Tulisan Tanpa Rekayasa
Sudah hampir setengah bulan tulisanku tentang Ummi terus berjalan hingga hari ini.
Di tengah perjalananku menulis ini, kegalauan menyelimuti. Bagaimana jika tulisanku tentangnya jelek? Bagaimana jika ada ingatanku salah? Bagaimana jika ada bagian yang tidak Ummi ridhai dibaca oleh banyak orang?
Beribu keraguan mendatangi setiap kali akan kugerakkan jari jemariku menulis tentang Ummi. Setiap dialog yang kubuat, setiap percakapan yang kuingat, apa memang seperti ini bentuknya? Apa tidak salah satu atau dua, yang bisa jadi mengubah maksud Ummi sesungguhnya?

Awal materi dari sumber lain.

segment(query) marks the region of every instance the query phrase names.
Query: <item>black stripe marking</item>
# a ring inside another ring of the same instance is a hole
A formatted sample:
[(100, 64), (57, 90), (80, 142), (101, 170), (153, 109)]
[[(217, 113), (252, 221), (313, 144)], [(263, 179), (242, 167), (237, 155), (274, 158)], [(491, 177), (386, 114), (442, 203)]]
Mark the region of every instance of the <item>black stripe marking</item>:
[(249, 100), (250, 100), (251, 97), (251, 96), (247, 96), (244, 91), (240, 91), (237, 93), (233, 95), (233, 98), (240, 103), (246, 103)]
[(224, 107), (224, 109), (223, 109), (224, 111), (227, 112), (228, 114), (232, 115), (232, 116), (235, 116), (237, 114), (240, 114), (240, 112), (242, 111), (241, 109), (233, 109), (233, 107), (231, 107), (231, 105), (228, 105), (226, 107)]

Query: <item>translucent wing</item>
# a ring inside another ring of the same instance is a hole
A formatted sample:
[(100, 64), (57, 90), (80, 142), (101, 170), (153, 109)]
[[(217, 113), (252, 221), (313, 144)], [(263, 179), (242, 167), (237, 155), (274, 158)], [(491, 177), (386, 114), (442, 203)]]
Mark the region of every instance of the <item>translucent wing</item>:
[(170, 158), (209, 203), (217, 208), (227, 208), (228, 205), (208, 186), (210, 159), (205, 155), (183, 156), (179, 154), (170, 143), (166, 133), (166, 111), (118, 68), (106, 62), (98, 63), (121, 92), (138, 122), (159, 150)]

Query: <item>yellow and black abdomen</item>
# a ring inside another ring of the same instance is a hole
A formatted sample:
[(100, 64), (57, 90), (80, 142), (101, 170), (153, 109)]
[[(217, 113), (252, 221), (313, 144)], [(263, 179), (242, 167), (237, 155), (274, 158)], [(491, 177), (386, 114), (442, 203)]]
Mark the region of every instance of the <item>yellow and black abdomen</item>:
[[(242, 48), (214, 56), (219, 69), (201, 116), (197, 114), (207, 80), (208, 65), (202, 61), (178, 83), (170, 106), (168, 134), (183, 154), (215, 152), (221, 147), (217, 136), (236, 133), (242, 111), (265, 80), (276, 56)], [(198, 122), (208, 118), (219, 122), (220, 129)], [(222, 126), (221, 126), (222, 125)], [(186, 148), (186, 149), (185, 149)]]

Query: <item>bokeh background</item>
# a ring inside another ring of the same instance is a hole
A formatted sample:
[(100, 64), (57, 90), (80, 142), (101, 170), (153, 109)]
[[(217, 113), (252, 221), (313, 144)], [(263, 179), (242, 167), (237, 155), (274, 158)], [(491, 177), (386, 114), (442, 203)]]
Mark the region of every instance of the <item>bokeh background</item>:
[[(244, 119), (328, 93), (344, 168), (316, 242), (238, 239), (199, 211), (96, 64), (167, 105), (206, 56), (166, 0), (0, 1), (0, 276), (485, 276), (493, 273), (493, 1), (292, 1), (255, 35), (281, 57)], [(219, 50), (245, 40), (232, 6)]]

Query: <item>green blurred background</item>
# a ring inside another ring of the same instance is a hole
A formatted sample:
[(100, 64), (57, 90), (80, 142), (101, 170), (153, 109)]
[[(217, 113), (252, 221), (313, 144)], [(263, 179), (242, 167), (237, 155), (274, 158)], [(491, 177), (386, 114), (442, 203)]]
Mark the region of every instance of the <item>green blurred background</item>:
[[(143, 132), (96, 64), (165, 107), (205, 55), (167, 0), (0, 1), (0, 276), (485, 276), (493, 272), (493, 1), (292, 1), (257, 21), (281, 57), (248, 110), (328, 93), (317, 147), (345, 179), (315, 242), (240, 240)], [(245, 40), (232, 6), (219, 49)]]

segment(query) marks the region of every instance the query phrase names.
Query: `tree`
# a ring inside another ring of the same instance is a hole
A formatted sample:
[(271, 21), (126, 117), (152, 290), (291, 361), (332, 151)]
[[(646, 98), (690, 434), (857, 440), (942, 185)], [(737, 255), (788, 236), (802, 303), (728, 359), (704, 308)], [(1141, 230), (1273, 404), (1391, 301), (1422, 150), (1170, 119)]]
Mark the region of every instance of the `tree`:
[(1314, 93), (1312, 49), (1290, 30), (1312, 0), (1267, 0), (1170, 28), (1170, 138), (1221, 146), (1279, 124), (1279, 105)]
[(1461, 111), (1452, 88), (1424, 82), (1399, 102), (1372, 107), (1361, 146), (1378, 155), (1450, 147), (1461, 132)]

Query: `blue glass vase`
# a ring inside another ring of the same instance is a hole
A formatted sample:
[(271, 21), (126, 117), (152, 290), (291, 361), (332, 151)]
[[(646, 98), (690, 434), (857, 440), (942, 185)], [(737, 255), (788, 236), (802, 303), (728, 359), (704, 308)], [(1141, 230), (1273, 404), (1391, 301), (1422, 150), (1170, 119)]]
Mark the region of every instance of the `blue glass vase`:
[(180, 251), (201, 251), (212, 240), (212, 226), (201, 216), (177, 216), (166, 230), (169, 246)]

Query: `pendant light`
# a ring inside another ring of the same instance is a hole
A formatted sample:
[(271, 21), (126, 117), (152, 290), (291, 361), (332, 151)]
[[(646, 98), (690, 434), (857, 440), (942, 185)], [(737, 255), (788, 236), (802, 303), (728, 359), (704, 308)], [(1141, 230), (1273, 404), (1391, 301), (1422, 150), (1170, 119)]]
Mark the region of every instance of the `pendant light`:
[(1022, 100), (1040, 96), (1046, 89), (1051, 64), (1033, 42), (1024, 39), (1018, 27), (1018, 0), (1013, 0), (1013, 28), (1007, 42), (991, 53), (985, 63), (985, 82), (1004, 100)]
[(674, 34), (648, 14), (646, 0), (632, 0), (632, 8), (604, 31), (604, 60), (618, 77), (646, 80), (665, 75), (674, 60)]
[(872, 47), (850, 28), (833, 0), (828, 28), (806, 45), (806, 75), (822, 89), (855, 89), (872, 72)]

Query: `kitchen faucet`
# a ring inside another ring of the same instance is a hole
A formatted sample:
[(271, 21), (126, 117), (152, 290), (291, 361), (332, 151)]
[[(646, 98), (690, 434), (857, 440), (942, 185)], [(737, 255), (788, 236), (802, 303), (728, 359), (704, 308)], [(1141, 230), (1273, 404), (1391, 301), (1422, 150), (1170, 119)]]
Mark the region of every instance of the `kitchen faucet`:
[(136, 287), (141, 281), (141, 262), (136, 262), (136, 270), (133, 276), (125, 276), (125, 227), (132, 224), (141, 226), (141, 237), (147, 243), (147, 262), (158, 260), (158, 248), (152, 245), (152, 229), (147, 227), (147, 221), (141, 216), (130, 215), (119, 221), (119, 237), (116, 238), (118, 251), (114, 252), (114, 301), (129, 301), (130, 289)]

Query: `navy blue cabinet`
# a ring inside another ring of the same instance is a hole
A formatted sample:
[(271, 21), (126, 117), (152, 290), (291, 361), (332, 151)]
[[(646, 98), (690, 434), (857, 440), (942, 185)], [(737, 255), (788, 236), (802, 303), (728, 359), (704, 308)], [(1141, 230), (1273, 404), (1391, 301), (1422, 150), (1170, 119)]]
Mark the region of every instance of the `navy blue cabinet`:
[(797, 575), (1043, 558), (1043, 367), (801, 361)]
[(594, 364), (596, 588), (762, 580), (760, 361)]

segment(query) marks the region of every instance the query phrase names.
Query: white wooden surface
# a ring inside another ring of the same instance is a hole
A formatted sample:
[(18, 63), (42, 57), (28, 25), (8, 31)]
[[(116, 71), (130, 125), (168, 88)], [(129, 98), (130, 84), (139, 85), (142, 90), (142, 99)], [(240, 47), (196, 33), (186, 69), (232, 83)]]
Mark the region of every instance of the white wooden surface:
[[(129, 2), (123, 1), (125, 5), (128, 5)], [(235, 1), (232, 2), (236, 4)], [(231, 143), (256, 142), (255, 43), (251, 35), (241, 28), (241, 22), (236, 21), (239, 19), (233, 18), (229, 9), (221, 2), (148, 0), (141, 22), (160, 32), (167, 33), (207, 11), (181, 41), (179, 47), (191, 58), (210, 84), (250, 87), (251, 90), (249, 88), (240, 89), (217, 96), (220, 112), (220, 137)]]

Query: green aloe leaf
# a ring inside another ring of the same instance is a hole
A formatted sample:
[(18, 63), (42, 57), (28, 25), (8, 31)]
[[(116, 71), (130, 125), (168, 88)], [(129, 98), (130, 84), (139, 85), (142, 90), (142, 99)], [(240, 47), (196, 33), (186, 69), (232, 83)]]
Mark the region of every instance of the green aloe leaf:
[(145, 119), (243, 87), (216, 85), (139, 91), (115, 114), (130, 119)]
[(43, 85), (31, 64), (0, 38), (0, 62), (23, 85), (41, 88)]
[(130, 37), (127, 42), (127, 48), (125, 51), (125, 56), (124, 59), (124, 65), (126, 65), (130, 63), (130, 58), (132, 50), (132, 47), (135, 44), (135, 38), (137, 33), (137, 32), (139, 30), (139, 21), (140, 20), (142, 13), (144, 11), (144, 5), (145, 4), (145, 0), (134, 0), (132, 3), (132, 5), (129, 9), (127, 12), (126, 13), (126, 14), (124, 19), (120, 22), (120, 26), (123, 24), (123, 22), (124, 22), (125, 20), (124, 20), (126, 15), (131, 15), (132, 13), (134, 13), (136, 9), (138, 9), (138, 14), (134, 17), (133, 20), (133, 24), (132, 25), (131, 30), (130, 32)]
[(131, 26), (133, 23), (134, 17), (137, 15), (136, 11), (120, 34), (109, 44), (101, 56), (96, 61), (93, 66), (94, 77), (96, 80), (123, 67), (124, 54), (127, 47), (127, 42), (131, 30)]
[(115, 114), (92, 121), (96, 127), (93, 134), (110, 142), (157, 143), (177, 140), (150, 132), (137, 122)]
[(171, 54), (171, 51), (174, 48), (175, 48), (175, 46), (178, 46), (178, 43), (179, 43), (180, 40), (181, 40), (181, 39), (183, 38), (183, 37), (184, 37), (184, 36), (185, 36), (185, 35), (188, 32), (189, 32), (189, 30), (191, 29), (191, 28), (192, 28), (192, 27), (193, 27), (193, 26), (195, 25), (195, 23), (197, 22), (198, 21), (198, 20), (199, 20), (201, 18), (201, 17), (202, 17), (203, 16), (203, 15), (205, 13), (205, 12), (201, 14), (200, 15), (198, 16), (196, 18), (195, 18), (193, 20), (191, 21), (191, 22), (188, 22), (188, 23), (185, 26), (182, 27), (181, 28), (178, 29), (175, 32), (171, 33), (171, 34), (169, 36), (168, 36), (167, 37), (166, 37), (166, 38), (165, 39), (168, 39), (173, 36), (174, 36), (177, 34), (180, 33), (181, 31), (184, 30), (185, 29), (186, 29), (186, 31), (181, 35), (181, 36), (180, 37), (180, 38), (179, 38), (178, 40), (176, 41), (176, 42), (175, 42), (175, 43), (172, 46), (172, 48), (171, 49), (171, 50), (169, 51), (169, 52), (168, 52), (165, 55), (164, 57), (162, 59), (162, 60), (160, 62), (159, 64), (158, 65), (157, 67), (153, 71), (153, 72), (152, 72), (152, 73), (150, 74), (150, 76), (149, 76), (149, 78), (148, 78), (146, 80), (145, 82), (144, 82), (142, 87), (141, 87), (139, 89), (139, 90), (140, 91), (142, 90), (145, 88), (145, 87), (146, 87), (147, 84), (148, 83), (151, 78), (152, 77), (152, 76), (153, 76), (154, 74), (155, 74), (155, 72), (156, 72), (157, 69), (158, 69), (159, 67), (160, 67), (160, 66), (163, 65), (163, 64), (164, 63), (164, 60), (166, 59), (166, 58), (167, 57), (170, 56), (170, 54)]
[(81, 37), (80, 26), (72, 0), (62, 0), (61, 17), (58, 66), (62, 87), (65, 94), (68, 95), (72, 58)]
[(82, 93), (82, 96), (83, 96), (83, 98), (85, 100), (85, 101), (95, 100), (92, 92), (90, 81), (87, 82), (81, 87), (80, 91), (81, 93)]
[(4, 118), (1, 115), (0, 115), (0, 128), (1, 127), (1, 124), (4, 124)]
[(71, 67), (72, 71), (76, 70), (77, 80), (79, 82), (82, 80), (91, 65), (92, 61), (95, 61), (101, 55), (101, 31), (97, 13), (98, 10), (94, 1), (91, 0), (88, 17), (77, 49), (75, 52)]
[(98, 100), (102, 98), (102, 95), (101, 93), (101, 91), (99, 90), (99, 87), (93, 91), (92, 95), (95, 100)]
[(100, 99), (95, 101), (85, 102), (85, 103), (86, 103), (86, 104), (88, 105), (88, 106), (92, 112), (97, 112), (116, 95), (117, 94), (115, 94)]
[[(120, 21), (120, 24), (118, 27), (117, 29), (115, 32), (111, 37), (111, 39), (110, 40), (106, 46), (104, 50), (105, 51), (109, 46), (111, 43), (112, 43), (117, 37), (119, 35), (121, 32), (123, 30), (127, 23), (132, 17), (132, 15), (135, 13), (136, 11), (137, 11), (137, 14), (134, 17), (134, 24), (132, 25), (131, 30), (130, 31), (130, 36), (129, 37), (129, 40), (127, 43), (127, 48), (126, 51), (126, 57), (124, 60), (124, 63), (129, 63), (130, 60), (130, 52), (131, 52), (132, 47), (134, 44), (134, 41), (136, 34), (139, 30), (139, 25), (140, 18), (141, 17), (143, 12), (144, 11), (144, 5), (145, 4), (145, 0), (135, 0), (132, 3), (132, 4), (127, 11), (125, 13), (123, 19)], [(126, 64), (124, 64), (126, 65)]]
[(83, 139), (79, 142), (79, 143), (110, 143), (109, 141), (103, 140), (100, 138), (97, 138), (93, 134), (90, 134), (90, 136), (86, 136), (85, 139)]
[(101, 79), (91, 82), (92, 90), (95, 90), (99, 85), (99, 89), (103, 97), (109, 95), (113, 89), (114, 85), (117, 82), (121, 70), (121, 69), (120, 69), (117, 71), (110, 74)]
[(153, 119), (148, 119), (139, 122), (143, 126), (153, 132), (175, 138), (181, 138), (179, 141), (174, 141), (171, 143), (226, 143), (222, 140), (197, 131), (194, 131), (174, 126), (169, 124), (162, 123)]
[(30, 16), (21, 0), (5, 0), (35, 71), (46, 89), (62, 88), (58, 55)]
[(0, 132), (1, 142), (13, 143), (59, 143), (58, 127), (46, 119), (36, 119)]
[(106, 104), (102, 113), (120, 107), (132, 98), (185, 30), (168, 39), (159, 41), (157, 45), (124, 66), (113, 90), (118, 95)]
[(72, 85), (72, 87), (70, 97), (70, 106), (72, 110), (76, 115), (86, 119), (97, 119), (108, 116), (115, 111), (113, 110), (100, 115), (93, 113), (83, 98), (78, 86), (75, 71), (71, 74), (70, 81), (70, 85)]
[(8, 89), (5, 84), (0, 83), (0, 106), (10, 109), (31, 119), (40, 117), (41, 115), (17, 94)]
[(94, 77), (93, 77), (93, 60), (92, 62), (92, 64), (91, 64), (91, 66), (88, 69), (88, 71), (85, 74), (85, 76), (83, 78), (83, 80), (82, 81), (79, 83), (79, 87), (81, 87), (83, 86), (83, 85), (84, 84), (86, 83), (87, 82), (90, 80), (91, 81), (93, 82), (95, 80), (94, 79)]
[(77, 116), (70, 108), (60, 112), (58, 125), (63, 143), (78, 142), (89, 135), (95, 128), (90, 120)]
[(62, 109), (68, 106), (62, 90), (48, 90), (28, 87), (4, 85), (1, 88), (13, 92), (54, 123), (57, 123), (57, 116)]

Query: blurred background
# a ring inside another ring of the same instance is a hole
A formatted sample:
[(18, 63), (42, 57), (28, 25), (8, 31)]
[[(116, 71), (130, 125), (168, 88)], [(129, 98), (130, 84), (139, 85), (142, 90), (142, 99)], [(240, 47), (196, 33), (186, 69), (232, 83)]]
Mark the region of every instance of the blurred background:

Terkadang pula, rasa rindu yang teramat membuatku mengetikkan hal-hal yang terlintas dalam khayalan. Ummi bermain dengan Nusaibah, Ummi tersenyum melihat Nusaibah berhasil membaca surah Al-Fatihah, Ummi menghibur Nusaibah yang sedang sedih, dan lain sebagainya. Padahal tak sekali pun mereka sempat bertemu dan tatap muka langsung tanpa perantara. Tentu saja, buru-buru kuhapus tulisan tersebut sambil menseka air mata yang diam-diam turun.
Terus berusaha membuat catatan yang real, yang tidak mengada-ngada. Membuat goresan ingatan yang benar-benar pernah terjadi, tanpa tercampur oleh kecamuk rindu yang sering mengendalikan imajinasi.
Tantangan calon buku yang satu ini bukan tentang writer blocks lagi. Namun bagaimana ia menuliskan tentang Ummi dalam bentuk sebenar-benarnya tanpa rekayasa sedikit pun. Agar siapa pun pembacanya bisa memetik teladan, juga bagi yang mengenalnya bisa mengenang dengan baik.